- Shortland
- Interactive map of Shortland
- Coordinates: 32°52′55″S 151°41′06″E﻿ / ﻿32.882°S 151.685°E
- Country: Australia
- State: New South Wales
- City: Newcastle
- LGA: City of Newcastle;
- Location: 12 km (7.5 mi) NW of Newcastle; 3 km (1.9 mi) N of Jesmond;

Government
- • State electorate: Wallsend;
- • Federal division: Newcastle;

Area
- • Total: 8.8 km^{2} (3.4 sq mi)

Population
- • Total: 4,537 (SAL 2021)
- Postcode: 2307
- Parish: Hexham
Suburbs around Shortland
| Hexham | Hexham | Sandgate |
| Maryland | Shortland | Sandgate |
| Wallsend | Birmingham Gardens | Callaghan |

= Shortland, New South Wales =

Shortland is a suburb of Newcastle, New South Wales, Australia, located 12 km from Newcastle's central business district. It is part of the City of Newcastle local government area.

==History==
The Awabakal and Worimi peoples are acknowledged by City of Newcastle the traditional custodians of the land situated within the Newcastle local government area, including wetlands, rivers, creeks, and coastal environments. It is known that their heritage and cultural ties to Newcastle date back tens of thousands of years.

Shortland was named after Lt. John Shortland, master's mate of the Sirius, the escorting vessel to the First Fleet.

==Economic activities==
The area is restricted in development growth due to surrounding wetlands.

==Hunter Wetlands Centre==
The Hunter Wetlands Centre, established in 1984, is situated on 45 ha of rehabilitated wetlands between Shortland and Hexham Swamp. The Shortland Wetlands are part of the Ramsar Convention-recognised Hunter Estuary Wetlands, providing habitat for many species of birds and wildlife along with recreational and educational facilities for visitors.

Several unconfirmed "yowie" sightings have occurred in this area at the Wetlands.

==Facilities and landmarks==
- The Hunter Valley Private Hospital is the oldest working private hospital in the Hunter area. It was established in 1965 and purchased by the Hunter Valley Private Hospital in 1985.
- Shortland RSL Memorial Grove is on Conmurra Circuit.

== Education ==
There are two primary schools in Shortland, Shortland Public School and Our Lady of Victories Catholic School both located on Sandgate Road.

Margaret Jurd College, originally a Ministry of the Uniting Church, provides students facing challenges in education an alternative secondary school option

The University of Newcastle moved from Tighes Hill to the edge of the suburb in 1966. The site of the University was later absorbed into the suburb of Callaghan (named for Sir Bede Callaghan, University Chancellor 1977-1988).
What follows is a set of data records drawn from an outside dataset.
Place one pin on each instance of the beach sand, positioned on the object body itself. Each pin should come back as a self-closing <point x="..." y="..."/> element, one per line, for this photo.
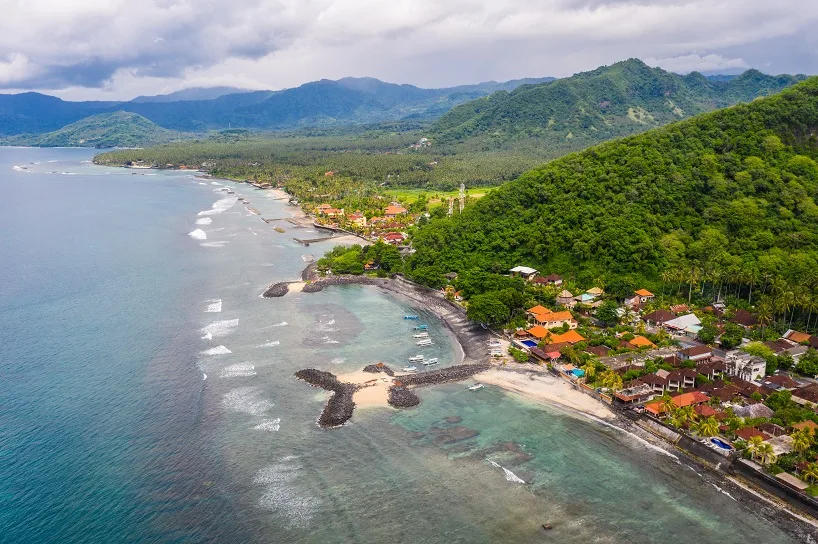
<point x="375" y="394"/>
<point x="547" y="389"/>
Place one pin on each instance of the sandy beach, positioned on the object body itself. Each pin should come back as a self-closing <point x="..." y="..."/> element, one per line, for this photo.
<point x="547" y="389"/>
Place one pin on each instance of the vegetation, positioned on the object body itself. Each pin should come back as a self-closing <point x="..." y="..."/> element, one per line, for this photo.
<point x="119" y="129"/>
<point x="609" y="102"/>
<point x="724" y="202"/>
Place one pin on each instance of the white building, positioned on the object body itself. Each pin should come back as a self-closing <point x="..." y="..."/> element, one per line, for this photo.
<point x="745" y="366"/>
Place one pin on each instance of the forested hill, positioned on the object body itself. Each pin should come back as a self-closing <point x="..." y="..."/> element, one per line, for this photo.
<point x="730" y="192"/>
<point x="612" y="101"/>
<point x="119" y="129"/>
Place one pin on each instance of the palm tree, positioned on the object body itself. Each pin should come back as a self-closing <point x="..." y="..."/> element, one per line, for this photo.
<point x="801" y="441"/>
<point x="590" y="370"/>
<point x="754" y="444"/>
<point x="810" y="474"/>
<point x="766" y="454"/>
<point x="707" y="427"/>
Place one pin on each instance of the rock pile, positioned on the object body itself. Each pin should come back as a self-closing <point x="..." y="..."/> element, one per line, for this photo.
<point x="340" y="406"/>
<point x="379" y="367"/>
<point x="277" y="290"/>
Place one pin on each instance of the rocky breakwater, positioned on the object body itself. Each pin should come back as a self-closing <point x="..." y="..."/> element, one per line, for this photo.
<point x="340" y="406"/>
<point x="277" y="290"/>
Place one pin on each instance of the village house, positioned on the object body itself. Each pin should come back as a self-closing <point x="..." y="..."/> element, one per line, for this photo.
<point x="394" y="210"/>
<point x="745" y="366"/>
<point x="553" y="279"/>
<point x="548" y="319"/>
<point x="565" y="298"/>
<point x="658" y="318"/>
<point x="524" y="272"/>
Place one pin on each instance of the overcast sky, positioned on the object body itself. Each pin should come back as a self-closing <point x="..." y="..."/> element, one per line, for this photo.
<point x="118" y="49"/>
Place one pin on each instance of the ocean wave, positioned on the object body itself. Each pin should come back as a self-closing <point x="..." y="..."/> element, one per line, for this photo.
<point x="221" y="205"/>
<point x="281" y="496"/>
<point x="220" y="328"/>
<point x="510" y="476"/>
<point x="238" y="370"/>
<point x="218" y="350"/>
<point x="246" y="400"/>
<point x="269" y="425"/>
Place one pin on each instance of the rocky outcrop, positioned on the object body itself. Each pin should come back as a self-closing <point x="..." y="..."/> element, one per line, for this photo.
<point x="340" y="406"/>
<point x="277" y="290"/>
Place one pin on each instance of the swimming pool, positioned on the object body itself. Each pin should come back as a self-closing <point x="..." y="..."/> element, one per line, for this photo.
<point x="721" y="444"/>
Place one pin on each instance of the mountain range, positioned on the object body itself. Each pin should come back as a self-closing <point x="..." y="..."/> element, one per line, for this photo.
<point x="320" y="103"/>
<point x="612" y="101"/>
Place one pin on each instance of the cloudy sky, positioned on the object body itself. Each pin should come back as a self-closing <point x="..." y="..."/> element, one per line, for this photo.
<point x="118" y="49"/>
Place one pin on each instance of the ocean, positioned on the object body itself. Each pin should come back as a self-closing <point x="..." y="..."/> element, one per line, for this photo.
<point x="147" y="393"/>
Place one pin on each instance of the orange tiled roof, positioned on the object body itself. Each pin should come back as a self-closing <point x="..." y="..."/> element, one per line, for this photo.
<point x="572" y="337"/>
<point x="552" y="317"/>
<point x="538" y="331"/>
<point x="798" y="337"/>
<point x="641" y="341"/>
<point x="539" y="309"/>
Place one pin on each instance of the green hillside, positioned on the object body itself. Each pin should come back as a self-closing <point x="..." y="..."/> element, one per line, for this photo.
<point x="729" y="194"/>
<point x="612" y="101"/>
<point x="118" y="129"/>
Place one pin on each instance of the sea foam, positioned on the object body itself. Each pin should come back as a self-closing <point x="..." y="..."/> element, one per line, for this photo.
<point x="214" y="305"/>
<point x="218" y="350"/>
<point x="220" y="328"/>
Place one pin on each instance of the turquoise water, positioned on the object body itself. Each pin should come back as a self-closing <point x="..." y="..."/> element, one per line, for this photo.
<point x="132" y="411"/>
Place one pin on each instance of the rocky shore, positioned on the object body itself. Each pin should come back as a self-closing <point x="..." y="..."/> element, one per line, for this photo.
<point x="340" y="406"/>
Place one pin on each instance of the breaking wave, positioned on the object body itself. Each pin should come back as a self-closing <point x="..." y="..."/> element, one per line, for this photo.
<point x="218" y="350"/>
<point x="238" y="370"/>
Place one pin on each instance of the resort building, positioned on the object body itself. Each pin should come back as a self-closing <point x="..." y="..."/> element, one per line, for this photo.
<point x="524" y="272"/>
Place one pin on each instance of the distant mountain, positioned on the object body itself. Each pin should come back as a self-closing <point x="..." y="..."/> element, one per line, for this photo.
<point x="118" y="129"/>
<point x="193" y="93"/>
<point x="612" y="101"/>
<point x="323" y="103"/>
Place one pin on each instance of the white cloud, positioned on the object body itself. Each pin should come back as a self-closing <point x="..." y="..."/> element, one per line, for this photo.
<point x="119" y="46"/>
== Sport and recreation ==
Recreational facilities include the Hunter Wetlands Centre, Shortland Waters Golf Course, netball courts, and sporting ovals. Parks and reserves include Tuxford Park, Alister Street Reserve, Northcote Park and Coral Sea Avenue Reserve.

==Transport==
Sandgate Road is the main transport thoroughfare. Sandgate Road overpasses the Shortland to Sandgate section of the Newcastle Inner City Bypass, opened in 2014. Works on the environmentally sensitive Shortland to Sandgate section included a 1.9-kilometre dual carriageway, a 60-metre grade separated interchange, a signalised intersection, two bridges over Deepbridge Creek and two bridges over the Main Northern Railway. The project also included sediment basins to control run-off and provide habitat for the endangered green and golden bell frog.

Shortland is serviced by Newcastle Buses. The closest railway stations are Sandgate railway station and Warabrook railway station (University), on NSW TrainLink's Hunter Line.